Viewing function calls with whocalls

This article was posted by Matty on 2007-03-03 11:31:00 -0400 -0400

While catching up with various opensolaris.org mailing lists, I came across a post that described the whocalls utility. This nifty little utility can be used to view the stack frames leading up to a call to a specific function, which can be super useful for debugging. To view all of the code paths leading up to the printf function being called, whocalls can be run with the name of the function to look for, and the executable that we want to analyze for calls to that function:

$ whocalls printf /bin/ls /bin/lsblk /bin/lsmod

printf(0x80541b0, 0x8067800, 0x80653a8) /usr/bin/ls:pentry+0x593 /usr/bin/ls:pem+0xb1 /usr/bin/ls:pdirectory+0x266 /usr/bin/ls:main+0x70e /usr/bin/ls:_start+0x7a printf(0x80541b0, 0x8067a48, 0x80653a8) /usr/bin/ls:pentry+0x593 /usr/bin/ls:pem+0xb1 /usr/bin/ls:pdirectory+0x266 /usr/bin/ls:main+0x70e /usr/bin/ls:_start+0x7a < ….. >

Now to do some research on the runtime linker’s auditing facilities in /usr/lib/link_audit/*!
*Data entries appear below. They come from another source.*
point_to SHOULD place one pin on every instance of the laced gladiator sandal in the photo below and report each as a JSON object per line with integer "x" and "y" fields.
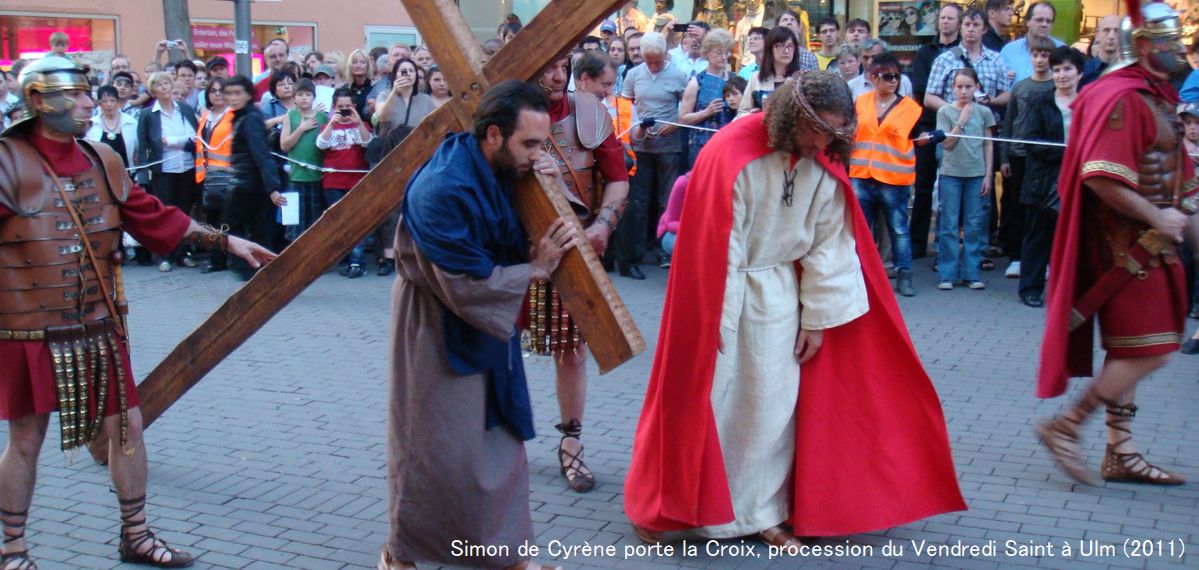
{"x": 387, "y": 563}
{"x": 12, "y": 533}
{"x": 1131, "y": 467}
{"x": 1060, "y": 437}
{"x": 578, "y": 475}
{"x": 648, "y": 537}
{"x": 160, "y": 555}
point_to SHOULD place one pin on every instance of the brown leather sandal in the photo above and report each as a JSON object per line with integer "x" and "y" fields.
{"x": 778, "y": 537}
{"x": 12, "y": 533}
{"x": 1060, "y": 437}
{"x": 1131, "y": 467}
{"x": 648, "y": 537}
{"x": 578, "y": 475}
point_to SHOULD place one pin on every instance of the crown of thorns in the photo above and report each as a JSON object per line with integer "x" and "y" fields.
{"x": 808, "y": 114}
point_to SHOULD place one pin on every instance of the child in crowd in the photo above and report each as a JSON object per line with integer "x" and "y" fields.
{"x": 733, "y": 90}
{"x": 344, "y": 141}
{"x": 964, "y": 184}
{"x": 1190, "y": 115}
{"x": 299, "y": 141}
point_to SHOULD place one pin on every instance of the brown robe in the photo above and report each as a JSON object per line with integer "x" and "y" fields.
{"x": 452, "y": 484}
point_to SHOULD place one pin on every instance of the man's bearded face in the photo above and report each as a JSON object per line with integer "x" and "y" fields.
{"x": 1164, "y": 53}
{"x": 66, "y": 112}
{"x": 555, "y": 78}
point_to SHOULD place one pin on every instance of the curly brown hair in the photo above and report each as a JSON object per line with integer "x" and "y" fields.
{"x": 823, "y": 93}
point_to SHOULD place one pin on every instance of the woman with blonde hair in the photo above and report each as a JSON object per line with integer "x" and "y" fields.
{"x": 703, "y": 101}
{"x": 357, "y": 72}
{"x": 337, "y": 61}
{"x": 166, "y": 142}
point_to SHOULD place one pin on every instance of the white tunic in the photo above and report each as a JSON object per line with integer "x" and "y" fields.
{"x": 757, "y": 379}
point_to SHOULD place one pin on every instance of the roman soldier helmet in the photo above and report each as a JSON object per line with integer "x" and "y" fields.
{"x": 1152, "y": 21}
{"x": 47, "y": 76}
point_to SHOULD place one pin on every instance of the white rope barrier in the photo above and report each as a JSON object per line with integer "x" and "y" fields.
{"x": 314, "y": 167}
{"x": 998, "y": 139}
{"x": 658, "y": 121}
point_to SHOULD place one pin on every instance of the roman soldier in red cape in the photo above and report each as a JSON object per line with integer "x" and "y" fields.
{"x": 785, "y": 388}
{"x": 1127, "y": 195}
{"x": 64, "y": 203}
{"x": 594, "y": 180}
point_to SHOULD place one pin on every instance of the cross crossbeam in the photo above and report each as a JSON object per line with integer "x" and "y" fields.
{"x": 583, "y": 285}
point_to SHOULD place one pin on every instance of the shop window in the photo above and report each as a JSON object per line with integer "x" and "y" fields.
{"x": 212, "y": 39}
{"x": 92, "y": 40}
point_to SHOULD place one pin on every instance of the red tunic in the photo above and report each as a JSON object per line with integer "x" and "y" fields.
{"x": 26, "y": 377}
{"x": 872, "y": 449}
{"x": 1144, "y": 309}
{"x": 609, "y": 155}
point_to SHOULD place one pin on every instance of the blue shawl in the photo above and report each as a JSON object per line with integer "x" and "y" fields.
{"x": 462, "y": 220}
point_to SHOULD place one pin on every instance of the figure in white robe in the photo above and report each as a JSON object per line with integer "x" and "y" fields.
{"x": 783, "y": 210}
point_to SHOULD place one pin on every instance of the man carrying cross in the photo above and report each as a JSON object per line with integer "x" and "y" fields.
{"x": 459, "y": 411}
{"x": 64, "y": 203}
{"x": 763, "y": 408}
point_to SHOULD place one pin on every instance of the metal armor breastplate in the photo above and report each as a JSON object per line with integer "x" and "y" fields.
{"x": 1160, "y": 171}
{"x": 46, "y": 279}
{"x": 565, "y": 135}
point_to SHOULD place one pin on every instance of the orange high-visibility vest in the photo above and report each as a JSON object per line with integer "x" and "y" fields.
{"x": 221, "y": 154}
{"x": 884, "y": 153}
{"x": 622, "y": 123}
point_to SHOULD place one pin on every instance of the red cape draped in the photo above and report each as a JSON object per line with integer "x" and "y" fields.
{"x": 1065, "y": 353}
{"x": 872, "y": 449}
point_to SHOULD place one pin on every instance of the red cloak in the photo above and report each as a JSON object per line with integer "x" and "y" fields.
{"x": 872, "y": 449}
{"x": 1065, "y": 353}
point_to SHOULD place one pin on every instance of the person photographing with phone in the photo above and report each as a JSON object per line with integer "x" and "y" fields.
{"x": 344, "y": 141}
{"x": 403, "y": 103}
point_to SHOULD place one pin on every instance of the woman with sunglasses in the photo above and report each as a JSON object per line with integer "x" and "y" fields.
{"x": 778, "y": 63}
{"x": 214, "y": 149}
{"x": 438, "y": 88}
{"x": 403, "y": 103}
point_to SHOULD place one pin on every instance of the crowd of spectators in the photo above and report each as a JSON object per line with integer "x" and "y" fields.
{"x": 232, "y": 149}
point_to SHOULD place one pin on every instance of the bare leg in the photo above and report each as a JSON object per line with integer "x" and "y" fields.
{"x": 128, "y": 471}
{"x": 1122, "y": 462}
{"x": 18, "y": 475}
{"x": 572, "y": 395}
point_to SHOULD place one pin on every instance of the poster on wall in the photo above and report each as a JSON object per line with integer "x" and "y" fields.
{"x": 908, "y": 25}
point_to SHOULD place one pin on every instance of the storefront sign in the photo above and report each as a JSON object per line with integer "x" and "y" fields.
{"x": 907, "y": 25}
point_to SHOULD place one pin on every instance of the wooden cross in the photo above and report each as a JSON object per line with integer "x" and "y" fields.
{"x": 583, "y": 285}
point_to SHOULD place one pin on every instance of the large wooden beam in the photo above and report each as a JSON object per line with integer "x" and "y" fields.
{"x": 603, "y": 319}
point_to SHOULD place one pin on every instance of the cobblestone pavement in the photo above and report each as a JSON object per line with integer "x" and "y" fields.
{"x": 276, "y": 459}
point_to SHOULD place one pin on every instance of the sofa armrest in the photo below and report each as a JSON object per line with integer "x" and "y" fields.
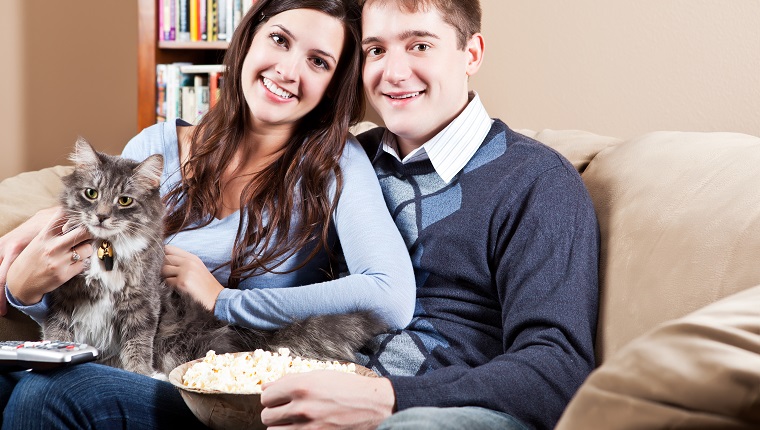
{"x": 21, "y": 196}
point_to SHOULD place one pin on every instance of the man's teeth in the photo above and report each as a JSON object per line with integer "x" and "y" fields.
{"x": 405, "y": 96}
{"x": 275, "y": 89}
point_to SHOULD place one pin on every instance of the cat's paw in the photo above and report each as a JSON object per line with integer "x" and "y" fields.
{"x": 161, "y": 376}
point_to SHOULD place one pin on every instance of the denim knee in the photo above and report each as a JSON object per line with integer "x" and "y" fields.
{"x": 469, "y": 417}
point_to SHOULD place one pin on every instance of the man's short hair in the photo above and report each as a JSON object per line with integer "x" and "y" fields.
{"x": 464, "y": 15}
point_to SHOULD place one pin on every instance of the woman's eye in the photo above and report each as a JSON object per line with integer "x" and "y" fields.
{"x": 278, "y": 39}
{"x": 322, "y": 64}
{"x": 91, "y": 194}
{"x": 125, "y": 201}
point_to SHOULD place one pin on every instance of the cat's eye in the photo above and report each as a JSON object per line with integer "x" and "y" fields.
{"x": 125, "y": 201}
{"x": 91, "y": 194}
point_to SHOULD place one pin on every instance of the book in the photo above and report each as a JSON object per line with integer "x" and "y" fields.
{"x": 183, "y": 21}
{"x": 212, "y": 23}
{"x": 160, "y": 92}
{"x": 201, "y": 97}
{"x": 193, "y": 19}
{"x": 221, "y": 14}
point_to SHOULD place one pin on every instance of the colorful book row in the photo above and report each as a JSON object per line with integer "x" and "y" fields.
{"x": 186, "y": 91}
{"x": 200, "y": 20}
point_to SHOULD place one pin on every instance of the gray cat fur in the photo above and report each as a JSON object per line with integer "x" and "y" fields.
{"x": 136, "y": 321}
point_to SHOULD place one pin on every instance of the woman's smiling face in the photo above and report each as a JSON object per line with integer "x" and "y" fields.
{"x": 291, "y": 61}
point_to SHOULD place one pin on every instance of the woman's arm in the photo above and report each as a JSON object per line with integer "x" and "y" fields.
{"x": 45, "y": 264}
{"x": 381, "y": 276}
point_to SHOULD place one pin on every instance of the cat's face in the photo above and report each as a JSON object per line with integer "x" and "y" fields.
{"x": 114, "y": 198}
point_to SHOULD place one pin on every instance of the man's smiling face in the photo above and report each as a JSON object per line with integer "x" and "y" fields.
{"x": 415, "y": 76}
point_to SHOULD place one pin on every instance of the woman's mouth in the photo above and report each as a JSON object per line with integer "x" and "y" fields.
{"x": 274, "y": 89}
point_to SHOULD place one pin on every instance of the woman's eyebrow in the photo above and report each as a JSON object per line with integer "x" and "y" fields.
{"x": 318, "y": 51}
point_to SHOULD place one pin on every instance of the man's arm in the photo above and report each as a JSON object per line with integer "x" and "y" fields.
{"x": 546, "y": 273}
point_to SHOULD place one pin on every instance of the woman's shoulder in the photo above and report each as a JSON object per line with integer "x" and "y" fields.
{"x": 159, "y": 138}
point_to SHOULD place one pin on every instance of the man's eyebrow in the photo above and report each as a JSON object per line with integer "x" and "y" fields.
{"x": 318, "y": 51}
{"x": 404, "y": 35}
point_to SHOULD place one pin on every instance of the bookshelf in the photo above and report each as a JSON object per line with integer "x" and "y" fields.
{"x": 151, "y": 51}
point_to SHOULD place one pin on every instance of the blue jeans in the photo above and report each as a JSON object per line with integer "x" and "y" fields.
{"x": 95, "y": 396}
{"x": 91, "y": 396}
{"x": 468, "y": 417}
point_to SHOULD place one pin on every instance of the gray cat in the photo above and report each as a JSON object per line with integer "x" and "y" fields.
{"x": 120, "y": 303}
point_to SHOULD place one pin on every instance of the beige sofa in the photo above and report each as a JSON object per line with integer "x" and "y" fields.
{"x": 680, "y": 220}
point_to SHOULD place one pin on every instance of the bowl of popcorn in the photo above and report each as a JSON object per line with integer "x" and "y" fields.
{"x": 223, "y": 390}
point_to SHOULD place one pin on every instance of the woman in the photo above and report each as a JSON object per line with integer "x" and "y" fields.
{"x": 270, "y": 157}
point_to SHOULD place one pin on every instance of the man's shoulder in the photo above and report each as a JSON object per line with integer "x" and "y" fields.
{"x": 371, "y": 139}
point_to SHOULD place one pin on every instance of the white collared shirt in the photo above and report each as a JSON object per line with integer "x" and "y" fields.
{"x": 450, "y": 149}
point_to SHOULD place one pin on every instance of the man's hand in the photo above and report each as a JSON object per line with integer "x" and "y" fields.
{"x": 186, "y": 272}
{"x": 325, "y": 399}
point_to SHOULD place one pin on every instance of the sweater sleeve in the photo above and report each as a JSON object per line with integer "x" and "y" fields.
{"x": 544, "y": 265}
{"x": 381, "y": 277}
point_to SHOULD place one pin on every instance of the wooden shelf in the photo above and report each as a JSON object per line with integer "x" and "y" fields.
{"x": 151, "y": 52}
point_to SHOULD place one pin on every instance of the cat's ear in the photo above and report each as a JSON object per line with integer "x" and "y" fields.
{"x": 84, "y": 154}
{"x": 149, "y": 171}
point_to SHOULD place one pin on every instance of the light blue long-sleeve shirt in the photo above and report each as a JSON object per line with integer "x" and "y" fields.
{"x": 380, "y": 276}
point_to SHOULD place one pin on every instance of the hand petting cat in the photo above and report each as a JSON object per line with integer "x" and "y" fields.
{"x": 186, "y": 273}
{"x": 48, "y": 260}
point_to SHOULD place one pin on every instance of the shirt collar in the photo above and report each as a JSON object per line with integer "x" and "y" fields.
{"x": 450, "y": 149}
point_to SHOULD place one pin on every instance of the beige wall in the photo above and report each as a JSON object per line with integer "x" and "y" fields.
{"x": 613, "y": 67}
{"x": 70, "y": 70}
{"x": 622, "y": 68}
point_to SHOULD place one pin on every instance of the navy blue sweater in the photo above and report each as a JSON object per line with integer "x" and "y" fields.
{"x": 506, "y": 261}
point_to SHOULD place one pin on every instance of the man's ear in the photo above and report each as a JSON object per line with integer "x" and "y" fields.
{"x": 474, "y": 49}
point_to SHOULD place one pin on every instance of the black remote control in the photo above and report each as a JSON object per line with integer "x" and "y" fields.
{"x": 42, "y": 355}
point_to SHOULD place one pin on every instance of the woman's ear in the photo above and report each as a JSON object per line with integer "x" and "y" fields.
{"x": 474, "y": 49}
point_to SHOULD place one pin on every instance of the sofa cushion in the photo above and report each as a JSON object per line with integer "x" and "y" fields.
{"x": 23, "y": 195}
{"x": 578, "y": 146}
{"x": 679, "y": 215}
{"x": 698, "y": 372}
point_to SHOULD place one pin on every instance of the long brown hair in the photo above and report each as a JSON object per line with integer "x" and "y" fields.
{"x": 304, "y": 169}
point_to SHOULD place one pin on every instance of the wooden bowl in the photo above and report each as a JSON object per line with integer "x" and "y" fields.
{"x": 229, "y": 411}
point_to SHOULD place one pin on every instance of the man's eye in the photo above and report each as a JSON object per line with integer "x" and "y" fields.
{"x": 91, "y": 194}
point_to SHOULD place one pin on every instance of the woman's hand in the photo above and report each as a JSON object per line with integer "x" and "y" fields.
{"x": 40, "y": 265}
{"x": 186, "y": 272}
{"x": 326, "y": 399}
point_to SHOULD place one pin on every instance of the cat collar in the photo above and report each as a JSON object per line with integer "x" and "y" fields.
{"x": 105, "y": 253}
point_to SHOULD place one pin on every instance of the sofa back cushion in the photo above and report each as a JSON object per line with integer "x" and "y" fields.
{"x": 679, "y": 215}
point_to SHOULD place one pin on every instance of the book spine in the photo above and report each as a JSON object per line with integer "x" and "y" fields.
{"x": 193, "y": 18}
{"x": 183, "y": 27}
{"x": 173, "y": 19}
{"x": 221, "y": 14}
{"x": 160, "y": 92}
{"x": 203, "y": 16}
{"x": 201, "y": 97}
{"x": 212, "y": 23}
{"x": 213, "y": 88}
{"x": 230, "y": 18}
{"x": 161, "y": 32}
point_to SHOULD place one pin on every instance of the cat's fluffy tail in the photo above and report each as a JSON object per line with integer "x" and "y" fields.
{"x": 328, "y": 337}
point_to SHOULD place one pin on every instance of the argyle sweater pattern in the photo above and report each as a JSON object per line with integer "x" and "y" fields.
{"x": 506, "y": 263}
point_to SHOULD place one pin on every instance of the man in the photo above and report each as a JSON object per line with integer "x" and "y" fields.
{"x": 502, "y": 235}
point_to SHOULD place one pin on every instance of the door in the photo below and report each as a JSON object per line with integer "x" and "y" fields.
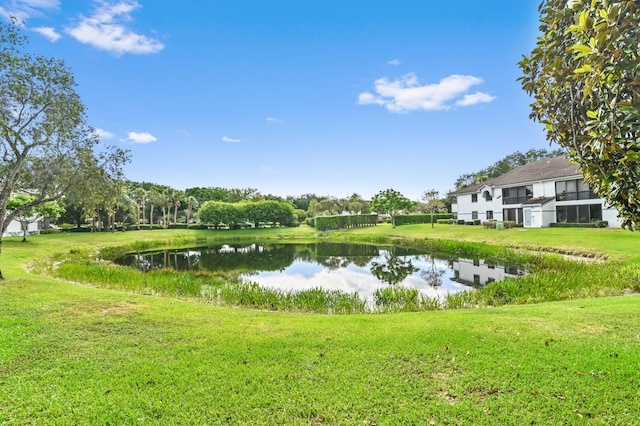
{"x": 527, "y": 217}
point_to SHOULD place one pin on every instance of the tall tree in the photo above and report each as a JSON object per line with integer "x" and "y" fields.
{"x": 30, "y": 212}
{"x": 506, "y": 164}
{"x": 433, "y": 202}
{"x": 192, "y": 203}
{"x": 140, "y": 195}
{"x": 584, "y": 77}
{"x": 46, "y": 145}
{"x": 152, "y": 198}
{"x": 391, "y": 201}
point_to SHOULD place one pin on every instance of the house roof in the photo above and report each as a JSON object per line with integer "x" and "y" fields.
{"x": 552, "y": 168}
{"x": 538, "y": 200}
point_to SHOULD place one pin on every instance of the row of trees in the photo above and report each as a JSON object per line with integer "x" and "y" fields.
{"x": 219, "y": 213}
{"x": 148, "y": 203}
{"x": 506, "y": 164}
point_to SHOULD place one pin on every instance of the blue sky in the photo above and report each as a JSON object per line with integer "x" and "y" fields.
{"x": 292, "y": 97}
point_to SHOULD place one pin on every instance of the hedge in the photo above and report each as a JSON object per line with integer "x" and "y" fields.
{"x": 329, "y": 223}
{"x": 595, "y": 224}
{"x": 414, "y": 219}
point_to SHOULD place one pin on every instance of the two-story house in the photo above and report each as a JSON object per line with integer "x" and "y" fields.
{"x": 535, "y": 195}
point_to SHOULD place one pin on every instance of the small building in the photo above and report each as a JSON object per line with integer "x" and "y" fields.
{"x": 534, "y": 195}
{"x": 15, "y": 229}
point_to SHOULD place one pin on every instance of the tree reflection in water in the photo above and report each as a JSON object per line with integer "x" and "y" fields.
{"x": 393, "y": 270}
{"x": 432, "y": 275}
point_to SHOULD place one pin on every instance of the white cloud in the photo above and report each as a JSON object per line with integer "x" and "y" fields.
{"x": 49, "y": 33}
{"x": 228, "y": 139}
{"x": 25, "y": 9}
{"x": 407, "y": 94}
{"x": 106, "y": 30}
{"x": 103, "y": 134}
{"x": 143, "y": 137}
{"x": 475, "y": 98}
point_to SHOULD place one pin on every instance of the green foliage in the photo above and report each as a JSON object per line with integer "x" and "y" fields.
{"x": 584, "y": 77}
{"x": 330, "y": 223}
{"x": 390, "y": 201}
{"x": 445, "y": 221}
{"x": 596, "y": 224}
{"x": 48, "y": 148}
{"x": 506, "y": 164}
{"x": 413, "y": 219}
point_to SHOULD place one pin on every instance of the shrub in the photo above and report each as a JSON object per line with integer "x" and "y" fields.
{"x": 328, "y": 223}
{"x": 413, "y": 219}
{"x": 49, "y": 231}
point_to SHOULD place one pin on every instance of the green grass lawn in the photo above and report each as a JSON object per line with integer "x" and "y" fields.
{"x": 73, "y": 354}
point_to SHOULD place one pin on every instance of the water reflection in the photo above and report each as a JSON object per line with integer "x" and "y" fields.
{"x": 350, "y": 268}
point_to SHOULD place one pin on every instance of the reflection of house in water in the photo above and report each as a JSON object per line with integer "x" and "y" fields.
{"x": 480, "y": 272}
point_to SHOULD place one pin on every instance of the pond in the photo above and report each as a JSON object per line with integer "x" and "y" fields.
{"x": 349, "y": 268}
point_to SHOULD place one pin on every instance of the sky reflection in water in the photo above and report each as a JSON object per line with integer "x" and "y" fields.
{"x": 332, "y": 266}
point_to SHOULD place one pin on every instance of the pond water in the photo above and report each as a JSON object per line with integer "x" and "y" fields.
{"x": 349, "y": 268}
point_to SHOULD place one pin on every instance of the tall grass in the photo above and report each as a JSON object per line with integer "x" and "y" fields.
{"x": 551, "y": 278}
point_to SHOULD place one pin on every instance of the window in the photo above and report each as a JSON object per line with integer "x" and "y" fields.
{"x": 517, "y": 194}
{"x": 575, "y": 189}
{"x": 513, "y": 215}
{"x": 584, "y": 213}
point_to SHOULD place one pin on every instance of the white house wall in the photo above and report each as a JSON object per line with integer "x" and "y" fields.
{"x": 15, "y": 229}
{"x": 541, "y": 215}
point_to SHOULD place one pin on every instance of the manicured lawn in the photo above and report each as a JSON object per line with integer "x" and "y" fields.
{"x": 71, "y": 354}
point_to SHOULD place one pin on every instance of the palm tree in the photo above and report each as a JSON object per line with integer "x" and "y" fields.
{"x": 166, "y": 201}
{"x": 176, "y": 205}
{"x": 192, "y": 203}
{"x": 152, "y": 197}
{"x": 139, "y": 194}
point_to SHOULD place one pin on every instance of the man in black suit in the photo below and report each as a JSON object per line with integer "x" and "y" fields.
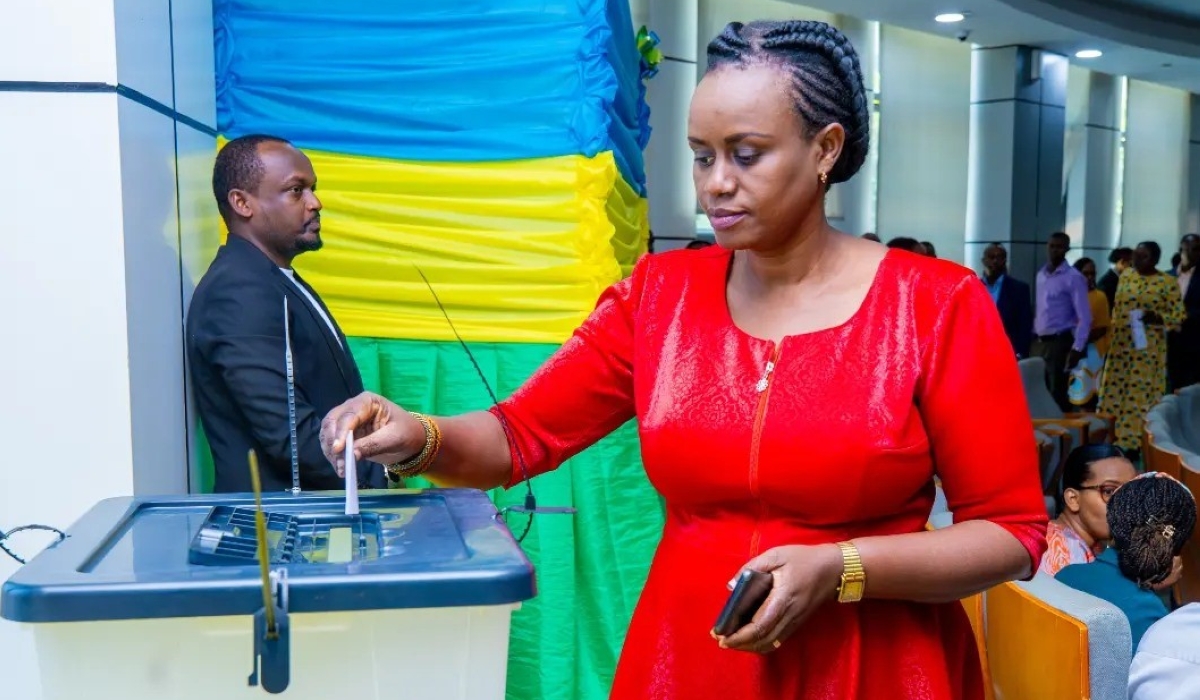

Viewing busy code paths with DTrace

This article was posted by Matty on 2007-03-03 11:14:00 -0400 -0400

Periodically I want to see the busiest application and system code paths on a system. Prior to Solaris 10, this was a difficult questions to answer without custom instrumentation. Now that we have DTrace, we can use the DTrace profile provider and an aggregation to view the busiest code paths in the kernel:

$ dtrace -n 'profile-1001 {@[stack(20)]=count()} END{trunc(@,2)}'

dtrace: description 'profile-1001 ' matched 2 probes
^C
CPU ID FUNCTION:NAME
0 2 :END


unix`atomic_cas_32+0x10
ufs`ufs_scan_inodes+0xf4
ufs`ufs_update+0x1e9
ufs`ufs_sync+0x213
genunix`fsop_sync_by_kind+0x36
genunix`fsflush+0x3e2
unix`thread_start+0x8
11

unix`cpu_halt+0x100
unix`idle+0x3f
unix`thread_start+0x8
3978

To see the busiest userland code paths, we can aggregate on the executable and userland stack frames, but only when we are in user context (arg1 indicates which context we are in):

$ dtrace -n 'profile-1001 /arg1/ {@[execname,ustack()]=count()} END{trunc(@,2)}'

dtrace: description 'profile-1001 ' matched 2 probes
^C
CPU ID FUNCTION:NAME
0 2 :END

kcfd
libmd.so.1`SHA1Transform+0x2ef
libmd.so.1`SHA1Update+0xb6
libelfsign.so.1`soft_digest_update+0x48
libelfsign.so.1`C_DigestUpdate+0xd7
libelfsign.so.1`_C01A7C0D+0x2d
libelfsign.so.1`elfsign_hash_common+0x175
libelfsign.so.1`_C01A7A0C+0x16
libelfsign.so.1`_C01A7A0D+0x23d
kcfd`kcfd_process_request+0x17e
libc.so.1`__door_return+0x60
12
sshd
libc.so.1`memcpy+0x6b
libcrypto.so.0.9.8`HMAC_Init_ex+0x1b2
libcrypto.so.0.9.8`HMAC_Init+0x3d
sshd`mac_compute+0x34
sshd`packet_send2+0x23c
sshd`packet_send+0x1b
sshd`channel_output_poll+0x1d2
sshd`server_loop2+0xe6
sshd`do_authenticated2+0xe
sshd`do_authenticated+0x3b
sshd`main+0x1081
sshd`_start+0x7a
52

This is huge, and with two lines of DTrace, you can dynamically view the busiest code paths in kernel and user context. Nice!